AC circuit - voltage drop and resonance

[Rugile]

Homework Statement

An AC voltmeter connected to the nodes A and B shows the same value as when connected to the nodes A and D (refer to attachment). What is the inductance of the inductor? What value does the voltmeter show? The inductor is ideal. U = 70sin(314t) V, C = 80 μF, R = 500 Ω.

Homework Equations

U_{rms} = \frac{U_{max}}{\sqrt{2}}
Z_L = i \omega L; Z_C = -\frac{i}{\omega C}
\omega = \frac{1}{\sqrt{LC}}

The Attempt at a Solution

For the voltages to be equal, the voltage drop across the inductor and capacitor in parallel should be 0. I know that in the case of series resonance, the voltage drop across the inductor and the capacitor is 0. Although here we also have a capacitor in parallel of the inductor, and due to the parallel resonance the voltage across these two elements is maximum (infinite). So what is confusing me, is that what is the actual voltage drop when we have simultaneous resonances? Could we say that the across the capacitor in series it is -∞ V, across the inductor ∞ V, thus resulting in 0 V in total (in series)?

 

[ehild]

The voltmeter reads the rms value of the voltage. If the readings are the same it means the rms values of the voltages are the same. The phases can be different.
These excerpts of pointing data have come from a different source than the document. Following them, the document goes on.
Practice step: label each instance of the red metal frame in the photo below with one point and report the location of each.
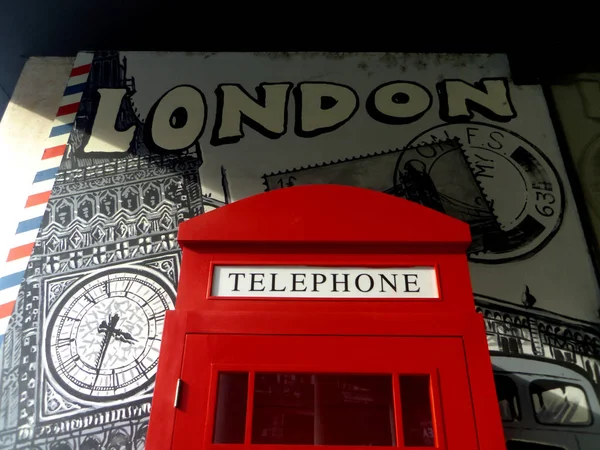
(320, 226)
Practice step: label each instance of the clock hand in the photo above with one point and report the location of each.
(108, 329)
(123, 336)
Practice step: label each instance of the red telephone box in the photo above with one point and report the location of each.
(324, 315)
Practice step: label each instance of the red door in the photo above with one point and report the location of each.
(300, 391)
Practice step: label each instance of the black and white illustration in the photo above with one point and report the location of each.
(80, 358)
(162, 137)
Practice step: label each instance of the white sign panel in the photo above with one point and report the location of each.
(324, 282)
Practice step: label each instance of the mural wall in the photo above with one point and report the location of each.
(159, 138)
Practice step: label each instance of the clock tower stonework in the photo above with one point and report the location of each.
(80, 354)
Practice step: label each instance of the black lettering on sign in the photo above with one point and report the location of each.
(318, 278)
(369, 283)
(176, 121)
(267, 114)
(399, 102)
(489, 97)
(322, 107)
(236, 280)
(254, 280)
(388, 282)
(410, 282)
(296, 281)
(273, 288)
(336, 282)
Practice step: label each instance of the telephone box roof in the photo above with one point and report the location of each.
(326, 214)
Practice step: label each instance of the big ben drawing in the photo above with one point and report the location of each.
(103, 273)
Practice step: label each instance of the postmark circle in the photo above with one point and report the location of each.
(495, 180)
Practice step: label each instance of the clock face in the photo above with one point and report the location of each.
(103, 339)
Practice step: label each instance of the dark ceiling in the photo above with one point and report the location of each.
(538, 53)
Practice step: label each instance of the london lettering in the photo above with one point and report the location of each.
(177, 120)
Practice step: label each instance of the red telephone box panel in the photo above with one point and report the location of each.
(325, 390)
(302, 321)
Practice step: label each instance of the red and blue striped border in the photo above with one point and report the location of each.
(13, 271)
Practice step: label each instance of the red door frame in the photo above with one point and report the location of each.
(467, 328)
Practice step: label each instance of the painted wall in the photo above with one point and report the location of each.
(159, 138)
(578, 107)
(23, 134)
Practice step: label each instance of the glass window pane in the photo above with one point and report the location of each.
(508, 398)
(323, 409)
(559, 403)
(230, 413)
(417, 422)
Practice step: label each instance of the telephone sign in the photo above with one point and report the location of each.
(302, 320)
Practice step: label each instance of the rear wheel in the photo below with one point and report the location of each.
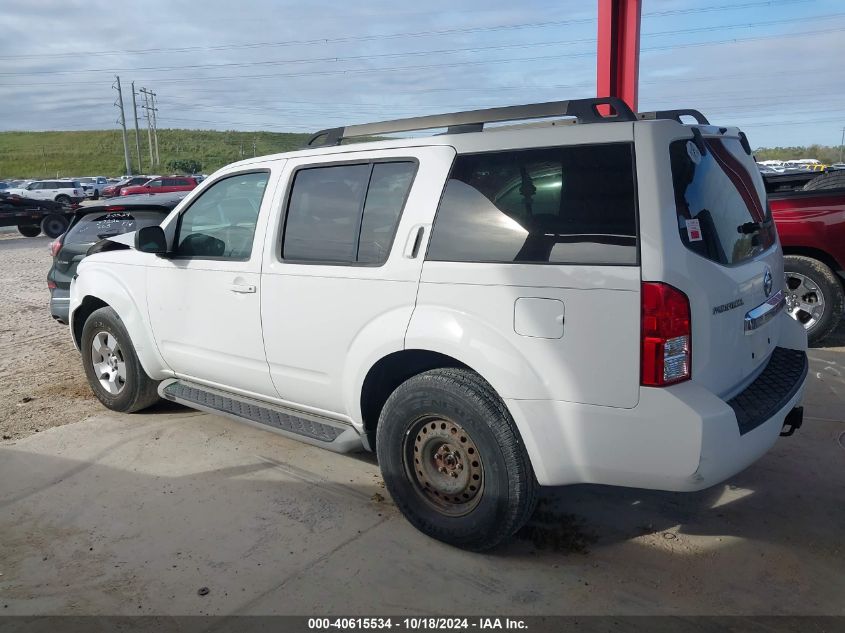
(814, 296)
(112, 366)
(54, 225)
(453, 460)
(29, 230)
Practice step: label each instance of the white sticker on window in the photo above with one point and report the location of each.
(694, 231)
(693, 152)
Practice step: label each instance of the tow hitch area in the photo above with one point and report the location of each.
(793, 421)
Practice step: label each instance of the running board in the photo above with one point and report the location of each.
(306, 427)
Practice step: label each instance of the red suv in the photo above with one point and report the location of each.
(162, 184)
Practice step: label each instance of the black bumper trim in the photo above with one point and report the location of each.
(772, 390)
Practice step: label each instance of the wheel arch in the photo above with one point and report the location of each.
(813, 253)
(388, 373)
(99, 286)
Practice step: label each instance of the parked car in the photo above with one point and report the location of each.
(61, 191)
(94, 223)
(490, 310)
(162, 184)
(31, 217)
(94, 186)
(113, 190)
(811, 225)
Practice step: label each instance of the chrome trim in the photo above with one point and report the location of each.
(764, 312)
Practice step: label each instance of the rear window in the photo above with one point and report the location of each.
(97, 226)
(720, 201)
(559, 205)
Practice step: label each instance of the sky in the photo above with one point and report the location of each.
(775, 68)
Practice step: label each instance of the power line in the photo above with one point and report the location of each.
(356, 71)
(433, 33)
(443, 51)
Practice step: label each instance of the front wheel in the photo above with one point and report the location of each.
(54, 225)
(453, 460)
(112, 366)
(29, 230)
(814, 296)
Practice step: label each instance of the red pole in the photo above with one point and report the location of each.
(619, 50)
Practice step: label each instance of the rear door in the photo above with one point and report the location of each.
(341, 269)
(532, 270)
(714, 239)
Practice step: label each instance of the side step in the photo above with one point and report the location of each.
(306, 427)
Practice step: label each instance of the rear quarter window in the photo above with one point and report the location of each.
(559, 205)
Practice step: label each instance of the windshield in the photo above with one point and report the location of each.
(721, 203)
(97, 226)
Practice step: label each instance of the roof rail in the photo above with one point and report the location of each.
(674, 115)
(584, 110)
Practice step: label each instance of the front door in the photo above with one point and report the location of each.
(204, 301)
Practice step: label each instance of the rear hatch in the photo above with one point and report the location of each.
(720, 248)
(90, 229)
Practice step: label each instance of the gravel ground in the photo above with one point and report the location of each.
(41, 380)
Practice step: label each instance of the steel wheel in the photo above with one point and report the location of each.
(804, 299)
(108, 362)
(445, 465)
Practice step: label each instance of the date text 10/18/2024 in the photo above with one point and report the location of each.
(417, 623)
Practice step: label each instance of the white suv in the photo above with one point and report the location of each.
(489, 309)
(62, 191)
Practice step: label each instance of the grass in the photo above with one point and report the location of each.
(100, 152)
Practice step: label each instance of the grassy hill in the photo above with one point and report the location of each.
(100, 152)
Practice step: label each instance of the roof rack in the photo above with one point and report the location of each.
(584, 110)
(674, 115)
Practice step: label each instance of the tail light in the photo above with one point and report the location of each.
(666, 335)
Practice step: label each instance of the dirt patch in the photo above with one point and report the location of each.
(549, 529)
(41, 379)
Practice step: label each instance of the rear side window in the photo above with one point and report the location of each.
(720, 201)
(559, 205)
(346, 213)
(97, 226)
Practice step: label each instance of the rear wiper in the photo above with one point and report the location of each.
(749, 227)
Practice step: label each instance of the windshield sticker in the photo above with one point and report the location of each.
(693, 152)
(694, 231)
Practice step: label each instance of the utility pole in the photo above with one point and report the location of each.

In case L=0 the voltages U_AB and U_AD are the same. But that is not the only possibility.


ehild

 

[NascentOxygen]

An AC voltmeter connected to the nodes A and B shows the same value as when connected to the nodes A and D

So what does this tell you about the voltage between B and D? How could you explain the occurrence of this value of voltage between B and D? What are its implications for the rest of the circuit?

 

[ehild]

So what does this tell you about the voltage between B and D? How could you explain the occurrence of this value of voltage between B and D? What are its implications for the rest of the circuit?

@NascentOxygen: Are you really suggesting that the voltage is zero between B and D?

ehild

 

[NascentOxygen]

@NascentOxygen: Are you really suggesting that the voltage is zero between B and D?

ehild

Shhhhhh! Not so loud! It was a hint directed to Rugile, it's his homework task.[/color]

 

[gneill]

I think the intent of the problem would be to find the non-trivial solution, or perhaps both the trivial and non-trivial solutions

 

[ehild]

Shhhhhh! Not so loud! It was a hint directed to Rugile, it's his homework task.[/color]

What you suggested was the first idea of the OP :

The Attempt at a Solution

For the voltages to be equal, the voltage drop across the inductor and capacitor in parallel should be 0.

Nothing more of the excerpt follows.